The company reported its third-quarter results today, and it missed analyst estimates on revenue and quarterly guidance. Then again, there were no new products.

Rick Wilking / Reuters

Apple missed analyst expectations when it reported its third-quarter earnings today — though only by a slight amount, selling fewer iPhones than expected and coming in light on sales.

The company sold 35.2 million iPhones in the third quarter of its 2014 fiscal year, compared to the 35.3 million iPhones it was expected to sell. It did beat analyst estimates when it came to earnings, coming in at $1.28 per share analysts were expecting $1.23 per share. But it reported $37.4 billion in sales, compared to analyst estimates of $37.9 billion in sales.

The company also sold fewer iPads than expected, reporting 15.3 million iPads sold compared to the 15.9 million expected by analysts. iPad sales have not grown significantly in the past several quarters, indicating the tablet market may have hit a saturation point. The earnings report sent shares of Apple falling briefly after regular trading ended.
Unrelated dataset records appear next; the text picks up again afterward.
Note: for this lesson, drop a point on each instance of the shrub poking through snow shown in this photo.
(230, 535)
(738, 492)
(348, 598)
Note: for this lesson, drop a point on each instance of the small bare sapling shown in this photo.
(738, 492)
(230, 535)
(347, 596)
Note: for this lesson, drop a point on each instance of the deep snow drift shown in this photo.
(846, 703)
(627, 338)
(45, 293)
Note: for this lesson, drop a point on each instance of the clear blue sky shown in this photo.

However, the second quarter this year was pretty ho-hum in terms of products, with the company only unveiling a beta version of its next iPhone and Mac operating system, as well as some developer tools. Apple is expected to not only unveil a new iPhone in September this year, but also a smart watch toward the end of the year. While Apple was still able to bring in more than $37 billion in revenue in the second quarter, the fireworks are expected to start in the second half of the year.

Still, Apple’s guidance for the fourth quarter quarter, which typically includes a small period of time after the next iPhone launches, was lower than analysts were predicting. Apple said it was expecting sales between $37 billion and $40 billion for the fourth quarter this year, compared to analyst estimates of $40.6 billion.

Despite a lack of new products that could help Apple enter new markets and re-ignite growth, and its big Beats acquisition, the company has enjoyed a run-up in its stock price in the past year, rising 54% excluding a stock split the company executed earlier this year.

It wasn’t a completely quiet quarter, however. In June, Apple said it would acquire Beats Electronics and Beats Music for $3 billion, which included a $400 million earn-out. As part of the deal, Universal Media Group’s Jimmy Iovine and Dr. Dre both joined the company.